お口のミニ知識

歯周病と全身の関係

歯周病が全身の健康にも影響することをご存じでしょうか?

歯周病は、歯を失う最大の要因であり、そのことにより全身の健康に悪影響を及ぼします。また、それだけでなく、歯周病そのものも全身の健康にかかわってきます。
慢性的な歯周病は、歯周病菌やその菌が産生する毒素、炎症反応性物質などが、歯ぐきの毛細血管を通して全身のあらゆる組織に送られて悪影響を及ぼしています。特に①心臓疾患、脳血管疾患②糖尿病③早産、低体重出産などを引き起すリスクが高まります。また、歯周病菌が誤って肺にはいると④誤嚥性肺炎の原因になります。さらに、歯周病と⑤骨粗鬆症との関係、⑥関節炎、腎炎との関係、⑦認知症との関係、⑧肥満やメタボリックシンドロームとの関係、⑨感染症との関係、⑩オーラルフレイルとの関係も示唆されています。
そのため、歯周病の予防・治療を行うことで、全身の様々な病気のリスクを下げることが可能です。定期的に歯科を受診し、日々の歯磨き・口腔ケアを見直し全身の健康につなげましょう。

①歯周病と心臓疾患、脳血管疾患
進行した歯周病では、炎症を起こした歯ぐきからたくさんの歯周病菌が血管に入り込みます。それをからだの白血球が食べ、その死骸が血流を阻害して、脳梗塞や心筋梗塞の原因になり得ると考えられています。

②歯周病と糖尿病
歯周病になった歯ぐきでは、炎症が起こっています。進行した歯周病の場合、そこから炎症性物質がからだに入り込み、血糖値を低下させるインスリンの働きを邪魔します。そのため、糖尿病が悪化すると言われています。さらに、糖尿病が悪化すると歯周病が悪化するので負のスパイラルに陥ってしまいます。

③歯周病と妊娠
進行した歯周病による炎症が体内の炎症反応性物質の増加を促し、それが子宮の筋肉の収縮を招いて早産を引き起すと考えられています。また、血液中に入り込んだ歯周病菌が羊水や羊膜などに達し感染が起こり、早産や胎児の発育不全を引き起こす可能性もあります。

④歯周病と誤嚥性肺炎
誤嚥性肺炎には、歯周病菌を含めたお口の細菌が関係すると考えられています。歯周病になって、お口のなかに細菌が増殖している状態だと、誤って肺に入り込む細菌の量も多くなり、誤嚥性肺炎になるリスクも高くなります。

⑤歯周病と骨粗鬆症
閉経後骨粗鬆症の人において、エストロゲンの分泌が少なくなると、全身の骨がもろくなるとともに、歯を支える歯槽骨ももろくなり、歯周ポケット内では、炎症反応性物質がつくられ、歯周病の進行が加速されると考えられています。

⑥歯周病と関節炎、腎炎
関節リウマチや腎炎の原因となる黄色ブドウ球菌や連鎖球菌の多くは、歯周病菌などとともにお口の中に存在します。
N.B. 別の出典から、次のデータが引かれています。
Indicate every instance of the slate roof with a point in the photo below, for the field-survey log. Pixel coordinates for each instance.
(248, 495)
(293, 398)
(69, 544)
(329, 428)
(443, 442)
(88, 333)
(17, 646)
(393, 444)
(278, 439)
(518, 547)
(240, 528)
これらが血液中に入り込むことで、関節炎や腎炎が発症することがあります。

⑦歯周病と認知症
重度の歯周病を患う人は認知症になりやすい、歯周病にかかっている認知症の人は、認知症の進行が速いといわれています。研究の結果、歯周病になるとアルツハイマー型認知症の原因物質、老人斑アミロイドβが激増し、全身から脳内へ蓄積され、認知症リスクが高くなることがわかりました。

⑧歯周病と肥満、メタボリックシンドローム
飲み込まれた歯周病菌が胃で死なずに腸までたどり着き、腸内細菌叢を乱します。すると、腸管免疫やバリア機能が弱まり、糖尿病や動脈硬化症疾患、関節リウマチやアルツハイマー型認知症につながります。さらに、肥満や歯周病の悪化にもなります。

⑨歯周病と感染症
歯周病とウイルスの感染も深く関係があるといわれています。歯周病菌は、お口の粘膜細胞を破壊し、ウイルスの進入を助け、免疫力も低下し、ウイルスの感染力を高めます。

⑩歯周病とオーラルフレイル
歯周病は、壮年期以降の方が歯を失う原因の第一位です。歯周病が進行し歯がグラグラ動くことで噛みにくくなり、さらに、歯が抜けて噛めなくなってしまい、咬合力の低下、口腔機能の低下を引き起こします。歯周病を予防して、健康な歯を数多く残すことがオーラルフレイル予防へとつながります。